2. There are 12 j-pop songs.
3. There are 9 song other than 2 genres mentioned above.

In [None]:
# assigned new value to songs' genre

top_50.loc[top_50['genres'].str.contains('k-pop', case=False), 'genres'] = 'k-pop' 
top_50.loc[top_50['genres'].str.contains('j-pop', case=False), 'genres'] = 'j-pop'
top_50

In [None]:
# plotted the new chart after data transformation

plt.figure(figsize=(8,6))
sns.countplot(data=top_50,y='genres').set(title='Genres Count')
plt.show()

After we have assigned new value to genres column, and recall its bar chart we can see that top genre listed in dataset is k-pop.

In [None]:
# Relationship between song release date vs top track popularity

plt.figure(figsize=(12,8))
plt.ticklabel_format(style = 'plain')
sns.scatterplot(data=top_50, x='top_track_release_date', y='top_track_popularity', hue='genres', size='followers').set(title='Song Release Date vs Top Track Popularity')
plt.show()

In [None]:
# Relationship between artist popularity vs top track popularity

plt.figure(figsize=(10,8))
sns.scatterplot(data=top_50, x='popularity', y='top_track_popularity', hue='genres', size='followers').set(title='Artist Popularity vs Top Track Popularity')
plt.show()

In [None]:
# Relationship between artist followers vs top track popularity

plt.figure(figsize=(10,8))
plt.ticklabel_format(style='plain')
sns.scatterplot(data=top_50, x='followers', y='top_track_popularity', hue='genres').set(title='Artist Followers vs Top Track Popularity')
plt.show()

In [None]:
# checking how many explicit songs in top 50 dataset

sns.countplot(data=top_50, x='top_track_explicit').set(title='Count of Explicit Track')
plt.show()

### Findings and Insight;

* There are 50 unique artist name in top 50 dataset.
* Out of 50, there are more than 40 songs that does not contains explicit track.
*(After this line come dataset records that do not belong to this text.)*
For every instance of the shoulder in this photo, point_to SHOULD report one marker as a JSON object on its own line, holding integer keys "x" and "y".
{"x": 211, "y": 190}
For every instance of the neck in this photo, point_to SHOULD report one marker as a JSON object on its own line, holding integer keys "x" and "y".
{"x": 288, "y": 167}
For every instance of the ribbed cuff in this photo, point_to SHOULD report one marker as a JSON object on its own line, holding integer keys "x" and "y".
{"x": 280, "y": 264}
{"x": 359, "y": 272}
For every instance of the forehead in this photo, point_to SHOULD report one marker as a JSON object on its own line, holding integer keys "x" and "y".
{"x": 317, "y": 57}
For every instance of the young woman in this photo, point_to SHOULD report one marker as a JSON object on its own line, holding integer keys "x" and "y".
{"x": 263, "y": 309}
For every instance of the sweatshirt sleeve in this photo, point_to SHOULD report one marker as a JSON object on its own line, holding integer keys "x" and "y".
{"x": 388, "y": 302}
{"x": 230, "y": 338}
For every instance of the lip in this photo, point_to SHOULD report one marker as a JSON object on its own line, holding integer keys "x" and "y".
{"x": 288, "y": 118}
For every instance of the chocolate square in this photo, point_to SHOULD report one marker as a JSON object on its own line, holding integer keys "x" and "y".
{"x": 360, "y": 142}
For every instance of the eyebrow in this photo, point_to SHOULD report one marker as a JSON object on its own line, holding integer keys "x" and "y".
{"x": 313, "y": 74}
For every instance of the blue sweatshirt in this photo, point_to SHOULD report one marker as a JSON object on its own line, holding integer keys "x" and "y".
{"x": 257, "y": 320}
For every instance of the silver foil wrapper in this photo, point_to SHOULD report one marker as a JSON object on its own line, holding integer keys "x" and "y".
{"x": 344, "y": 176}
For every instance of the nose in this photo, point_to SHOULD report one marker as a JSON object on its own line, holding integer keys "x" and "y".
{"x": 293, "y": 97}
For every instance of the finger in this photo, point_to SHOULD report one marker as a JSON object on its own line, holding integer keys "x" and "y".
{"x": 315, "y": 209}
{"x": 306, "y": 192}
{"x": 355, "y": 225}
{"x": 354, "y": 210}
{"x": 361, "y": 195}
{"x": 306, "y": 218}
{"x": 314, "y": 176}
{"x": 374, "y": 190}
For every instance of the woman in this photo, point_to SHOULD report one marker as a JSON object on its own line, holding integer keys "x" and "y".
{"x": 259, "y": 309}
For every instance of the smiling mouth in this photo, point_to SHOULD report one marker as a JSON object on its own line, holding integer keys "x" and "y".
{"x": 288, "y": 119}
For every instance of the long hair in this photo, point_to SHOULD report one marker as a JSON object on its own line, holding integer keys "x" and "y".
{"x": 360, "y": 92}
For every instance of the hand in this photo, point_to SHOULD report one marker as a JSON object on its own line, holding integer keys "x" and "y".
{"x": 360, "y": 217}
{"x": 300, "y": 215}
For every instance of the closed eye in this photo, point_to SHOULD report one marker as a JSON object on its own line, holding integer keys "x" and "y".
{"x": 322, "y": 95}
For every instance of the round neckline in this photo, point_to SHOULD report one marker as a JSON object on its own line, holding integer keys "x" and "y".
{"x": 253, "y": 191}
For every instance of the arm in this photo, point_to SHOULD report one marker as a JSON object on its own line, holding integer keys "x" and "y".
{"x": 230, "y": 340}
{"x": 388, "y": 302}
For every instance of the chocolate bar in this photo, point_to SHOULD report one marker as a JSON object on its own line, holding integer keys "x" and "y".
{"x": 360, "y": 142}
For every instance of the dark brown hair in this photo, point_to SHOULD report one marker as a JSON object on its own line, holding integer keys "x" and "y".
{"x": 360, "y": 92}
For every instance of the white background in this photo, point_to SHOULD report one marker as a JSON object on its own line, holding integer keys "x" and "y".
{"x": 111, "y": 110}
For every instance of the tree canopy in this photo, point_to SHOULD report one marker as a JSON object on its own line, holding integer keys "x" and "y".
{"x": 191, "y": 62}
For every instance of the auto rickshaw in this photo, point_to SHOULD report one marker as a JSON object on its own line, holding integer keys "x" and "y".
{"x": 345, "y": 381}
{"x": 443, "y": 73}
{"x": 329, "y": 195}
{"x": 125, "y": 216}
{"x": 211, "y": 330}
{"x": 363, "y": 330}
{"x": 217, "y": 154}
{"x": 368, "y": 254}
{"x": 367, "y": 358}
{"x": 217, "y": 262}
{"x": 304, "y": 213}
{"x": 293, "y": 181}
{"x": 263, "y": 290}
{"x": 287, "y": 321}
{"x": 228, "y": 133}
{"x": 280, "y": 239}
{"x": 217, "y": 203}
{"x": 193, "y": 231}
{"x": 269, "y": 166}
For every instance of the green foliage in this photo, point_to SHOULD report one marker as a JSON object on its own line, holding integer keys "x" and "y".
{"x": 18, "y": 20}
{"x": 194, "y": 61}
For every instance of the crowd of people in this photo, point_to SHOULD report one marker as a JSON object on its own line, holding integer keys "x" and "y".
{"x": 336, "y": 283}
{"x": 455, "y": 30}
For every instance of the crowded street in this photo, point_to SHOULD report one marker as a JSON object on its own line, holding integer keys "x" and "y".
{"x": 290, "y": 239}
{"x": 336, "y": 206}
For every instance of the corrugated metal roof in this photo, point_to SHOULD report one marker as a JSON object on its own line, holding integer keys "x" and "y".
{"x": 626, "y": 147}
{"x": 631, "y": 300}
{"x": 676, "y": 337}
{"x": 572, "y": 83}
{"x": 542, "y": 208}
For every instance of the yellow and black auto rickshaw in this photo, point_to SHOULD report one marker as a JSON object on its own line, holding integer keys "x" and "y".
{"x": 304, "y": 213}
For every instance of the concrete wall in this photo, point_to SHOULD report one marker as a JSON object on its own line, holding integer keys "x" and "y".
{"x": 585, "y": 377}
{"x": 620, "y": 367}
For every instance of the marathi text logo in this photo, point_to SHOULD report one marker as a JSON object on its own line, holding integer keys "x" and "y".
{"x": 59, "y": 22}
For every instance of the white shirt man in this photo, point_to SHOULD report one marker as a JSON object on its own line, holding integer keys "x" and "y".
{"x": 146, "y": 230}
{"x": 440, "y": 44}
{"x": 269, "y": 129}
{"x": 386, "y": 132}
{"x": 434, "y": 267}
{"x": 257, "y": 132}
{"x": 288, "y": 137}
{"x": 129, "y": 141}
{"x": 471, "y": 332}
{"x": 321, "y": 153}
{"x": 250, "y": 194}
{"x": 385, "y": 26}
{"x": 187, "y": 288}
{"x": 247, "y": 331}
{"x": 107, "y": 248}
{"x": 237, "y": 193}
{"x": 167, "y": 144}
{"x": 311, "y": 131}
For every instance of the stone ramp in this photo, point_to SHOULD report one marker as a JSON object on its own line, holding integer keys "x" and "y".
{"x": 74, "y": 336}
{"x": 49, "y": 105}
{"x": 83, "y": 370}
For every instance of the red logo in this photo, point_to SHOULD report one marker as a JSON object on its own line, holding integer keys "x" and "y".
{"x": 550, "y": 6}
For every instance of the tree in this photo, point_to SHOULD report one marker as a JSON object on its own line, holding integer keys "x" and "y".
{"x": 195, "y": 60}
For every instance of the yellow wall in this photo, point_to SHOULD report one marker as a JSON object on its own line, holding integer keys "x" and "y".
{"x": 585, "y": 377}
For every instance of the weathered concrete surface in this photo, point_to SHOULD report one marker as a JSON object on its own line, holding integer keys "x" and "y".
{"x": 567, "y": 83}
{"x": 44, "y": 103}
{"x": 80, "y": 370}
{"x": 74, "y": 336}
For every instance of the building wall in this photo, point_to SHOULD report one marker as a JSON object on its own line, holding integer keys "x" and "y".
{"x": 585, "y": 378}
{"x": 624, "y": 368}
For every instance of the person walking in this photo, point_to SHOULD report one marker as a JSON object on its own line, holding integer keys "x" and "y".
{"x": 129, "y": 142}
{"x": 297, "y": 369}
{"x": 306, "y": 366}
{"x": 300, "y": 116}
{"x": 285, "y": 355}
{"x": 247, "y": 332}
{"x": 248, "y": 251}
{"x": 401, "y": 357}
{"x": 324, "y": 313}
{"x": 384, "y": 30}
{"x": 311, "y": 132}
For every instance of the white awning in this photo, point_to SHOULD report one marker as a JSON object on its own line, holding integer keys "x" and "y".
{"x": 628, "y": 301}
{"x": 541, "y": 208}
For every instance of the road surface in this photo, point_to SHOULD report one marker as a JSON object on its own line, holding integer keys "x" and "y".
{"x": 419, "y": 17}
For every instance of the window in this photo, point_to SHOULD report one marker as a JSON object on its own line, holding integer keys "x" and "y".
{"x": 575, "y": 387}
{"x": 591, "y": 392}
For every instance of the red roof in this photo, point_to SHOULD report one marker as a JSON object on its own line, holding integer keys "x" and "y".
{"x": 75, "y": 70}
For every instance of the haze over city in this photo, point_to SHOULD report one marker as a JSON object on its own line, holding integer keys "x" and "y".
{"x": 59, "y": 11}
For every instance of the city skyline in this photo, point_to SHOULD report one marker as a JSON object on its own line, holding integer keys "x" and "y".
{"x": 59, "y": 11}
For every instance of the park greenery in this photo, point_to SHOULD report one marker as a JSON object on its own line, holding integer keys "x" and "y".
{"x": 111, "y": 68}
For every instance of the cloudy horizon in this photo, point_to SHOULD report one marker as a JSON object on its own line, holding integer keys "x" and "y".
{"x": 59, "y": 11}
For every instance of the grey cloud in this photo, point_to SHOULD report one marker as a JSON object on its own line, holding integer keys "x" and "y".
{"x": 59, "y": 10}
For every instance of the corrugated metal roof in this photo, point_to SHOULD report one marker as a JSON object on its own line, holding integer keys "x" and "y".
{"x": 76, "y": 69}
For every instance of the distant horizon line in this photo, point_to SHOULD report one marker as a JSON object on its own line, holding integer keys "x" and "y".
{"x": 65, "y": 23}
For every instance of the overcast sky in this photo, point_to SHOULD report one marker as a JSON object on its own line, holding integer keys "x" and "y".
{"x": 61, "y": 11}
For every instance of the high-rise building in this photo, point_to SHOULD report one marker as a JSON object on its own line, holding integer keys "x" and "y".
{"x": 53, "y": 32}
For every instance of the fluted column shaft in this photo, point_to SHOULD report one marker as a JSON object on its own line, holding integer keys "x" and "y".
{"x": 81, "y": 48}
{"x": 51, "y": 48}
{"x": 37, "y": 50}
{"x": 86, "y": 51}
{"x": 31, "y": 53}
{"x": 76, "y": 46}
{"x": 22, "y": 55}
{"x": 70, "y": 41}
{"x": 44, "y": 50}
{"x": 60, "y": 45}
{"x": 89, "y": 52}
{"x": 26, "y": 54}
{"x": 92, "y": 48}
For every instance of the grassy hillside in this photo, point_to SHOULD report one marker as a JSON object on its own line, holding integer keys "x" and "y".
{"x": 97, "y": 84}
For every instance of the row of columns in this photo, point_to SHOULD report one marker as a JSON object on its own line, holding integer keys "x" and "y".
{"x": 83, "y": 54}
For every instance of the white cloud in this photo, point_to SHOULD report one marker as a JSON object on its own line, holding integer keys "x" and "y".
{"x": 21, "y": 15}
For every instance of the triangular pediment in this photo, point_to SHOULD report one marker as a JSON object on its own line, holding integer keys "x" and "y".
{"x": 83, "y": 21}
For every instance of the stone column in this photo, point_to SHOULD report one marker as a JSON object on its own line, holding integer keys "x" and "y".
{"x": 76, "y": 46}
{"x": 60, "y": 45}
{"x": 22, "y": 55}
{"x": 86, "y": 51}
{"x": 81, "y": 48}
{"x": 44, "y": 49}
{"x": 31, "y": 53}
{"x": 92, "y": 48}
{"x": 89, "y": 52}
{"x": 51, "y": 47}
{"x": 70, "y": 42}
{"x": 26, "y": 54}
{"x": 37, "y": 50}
This may give some ideas to us that its not necessary to create a song with explicit track in order to gain users' like.
* It was found that Spotify used multi-genre for some songs [take example; k-pop, k-pop girl group]. Upon googling, there is no difference in that except some details added into it. However, the classification wasn't being standardize across dataset. As for example, I found that some k-pop girl group only being labelled as 'k-pop', instead of 'k-pop, k-pop girl group' in genre column. Hence, I decided to make it into a single genre (if applicable).
* No correlation between song release date and top track popularity. 
* No correlation between song duration and top track popularity.
* No correlation between artist followers and top track popularity.
* Positive correlation between artist popularity and top track popularity. The higher artist's popularity, the higher their top track score.
* The top genre in top 50 dataset is K-pop followed by J-pop.